"Quando alguém se foi para sempre, não se come" repetiu ela mentalmente em resposta ao estômago que roncava, protestando. Geralmente comia bastante mas naquele dia só havia tomado o café da manhã. Não se importava com isso, não mais. Estava no limite de suas forças, e não comeria para fingir que estava bem.
Entrou no bar com a respiração pesada, a visão meio dificultada nos olhos marejados. Há tempos - 10 meses, lembrava-se - não colocava os pés naquele lugar. Nada havia mudado, continuava sendo o mesmo lugar de luz baixa e com uma névoa de fumaça dos cigarros acesos. Foi caminhando até o balcão, e no caminho viu as poltronas e os sofás verdes, as mesinhas, tudo como sempre estivera. Sorriu, alguma coisa se mantinha firme, afinal de contas.
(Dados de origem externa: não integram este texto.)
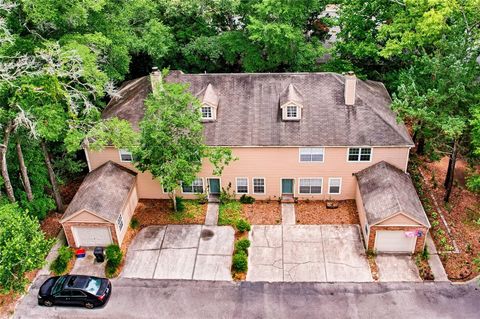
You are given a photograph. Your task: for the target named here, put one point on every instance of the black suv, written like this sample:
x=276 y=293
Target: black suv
x=75 y=290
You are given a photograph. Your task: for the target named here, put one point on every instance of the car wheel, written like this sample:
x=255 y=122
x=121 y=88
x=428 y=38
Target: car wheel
x=48 y=303
x=89 y=305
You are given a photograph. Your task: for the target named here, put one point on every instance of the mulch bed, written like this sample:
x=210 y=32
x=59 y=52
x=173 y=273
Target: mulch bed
x=458 y=214
x=316 y=212
x=263 y=212
x=160 y=212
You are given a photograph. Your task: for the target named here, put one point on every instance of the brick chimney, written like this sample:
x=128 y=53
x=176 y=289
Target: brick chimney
x=350 y=88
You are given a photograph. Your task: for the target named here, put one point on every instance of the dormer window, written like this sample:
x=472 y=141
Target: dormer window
x=207 y=113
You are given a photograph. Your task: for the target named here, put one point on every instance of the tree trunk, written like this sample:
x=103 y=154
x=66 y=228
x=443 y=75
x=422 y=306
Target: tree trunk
x=23 y=171
x=3 y=158
x=450 y=172
x=53 y=178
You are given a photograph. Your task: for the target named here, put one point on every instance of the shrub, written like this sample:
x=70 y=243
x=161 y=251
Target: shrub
x=180 y=203
x=245 y=199
x=59 y=265
x=242 y=245
x=114 y=258
x=240 y=262
x=242 y=225
x=134 y=223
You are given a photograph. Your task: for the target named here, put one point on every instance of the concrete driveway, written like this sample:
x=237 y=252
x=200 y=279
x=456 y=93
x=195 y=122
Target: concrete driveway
x=181 y=252
x=396 y=268
x=320 y=253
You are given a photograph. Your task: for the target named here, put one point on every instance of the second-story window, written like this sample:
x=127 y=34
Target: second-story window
x=125 y=156
x=311 y=154
x=359 y=154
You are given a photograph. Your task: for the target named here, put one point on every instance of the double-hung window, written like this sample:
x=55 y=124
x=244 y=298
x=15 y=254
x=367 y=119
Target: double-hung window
x=310 y=186
x=242 y=185
x=311 y=154
x=259 y=185
x=359 y=154
x=125 y=156
x=195 y=187
x=334 y=185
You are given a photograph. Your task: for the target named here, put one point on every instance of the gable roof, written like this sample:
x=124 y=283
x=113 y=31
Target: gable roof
x=387 y=191
x=249 y=115
x=103 y=192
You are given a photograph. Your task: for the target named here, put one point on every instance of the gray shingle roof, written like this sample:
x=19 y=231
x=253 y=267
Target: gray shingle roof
x=387 y=191
x=249 y=111
x=103 y=191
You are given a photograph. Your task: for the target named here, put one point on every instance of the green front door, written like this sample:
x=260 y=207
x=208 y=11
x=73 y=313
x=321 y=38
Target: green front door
x=287 y=186
x=214 y=185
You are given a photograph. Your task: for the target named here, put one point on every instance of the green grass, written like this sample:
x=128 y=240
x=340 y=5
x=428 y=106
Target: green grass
x=229 y=213
x=192 y=209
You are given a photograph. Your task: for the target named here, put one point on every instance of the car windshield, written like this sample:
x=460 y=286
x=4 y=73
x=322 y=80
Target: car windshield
x=93 y=285
x=58 y=285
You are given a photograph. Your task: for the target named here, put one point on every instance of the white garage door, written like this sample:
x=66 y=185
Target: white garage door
x=394 y=242
x=92 y=236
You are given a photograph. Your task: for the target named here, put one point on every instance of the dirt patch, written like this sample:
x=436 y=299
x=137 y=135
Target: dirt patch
x=160 y=212
x=460 y=214
x=316 y=212
x=263 y=213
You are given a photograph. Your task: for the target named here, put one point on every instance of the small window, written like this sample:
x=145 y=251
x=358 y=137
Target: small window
x=357 y=154
x=292 y=112
x=120 y=222
x=334 y=185
x=125 y=156
x=310 y=186
x=311 y=154
x=259 y=186
x=207 y=112
x=195 y=187
x=242 y=185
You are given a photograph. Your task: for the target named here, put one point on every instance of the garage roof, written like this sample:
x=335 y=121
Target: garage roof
x=103 y=192
x=387 y=191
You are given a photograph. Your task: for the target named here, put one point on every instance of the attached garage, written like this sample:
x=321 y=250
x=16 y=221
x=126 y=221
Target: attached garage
x=101 y=210
x=392 y=217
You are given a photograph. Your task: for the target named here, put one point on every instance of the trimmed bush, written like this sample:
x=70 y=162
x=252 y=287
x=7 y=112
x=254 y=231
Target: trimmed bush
x=242 y=225
x=59 y=265
x=245 y=199
x=240 y=262
x=134 y=223
x=242 y=245
x=114 y=257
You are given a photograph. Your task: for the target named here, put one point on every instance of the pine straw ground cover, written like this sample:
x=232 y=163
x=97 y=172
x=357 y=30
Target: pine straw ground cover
x=462 y=215
x=316 y=213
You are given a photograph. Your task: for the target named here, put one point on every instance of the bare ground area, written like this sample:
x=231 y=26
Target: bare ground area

Um cara que ela conhecia de vista atendeu-a no bar. Era doce, com seus lábios e olhos grandes, seus cabelos crespos e revoltos. Ela pediu uma cerveja e uma carteira de seus cigarros favoritos e sentou-se numa mesa perto do balcão. Acendeu um cigarro e deu uma longa tragada antes de tomar um gole da cerveja. Ele podia não estar ali agora mas certamente, estaria em breve. Tinha a certeza tranquila de que ele viria, pois conhecia ele, conhecia sua forma de tudo dar e nada exigir. E logo viu ele entrando pela porta.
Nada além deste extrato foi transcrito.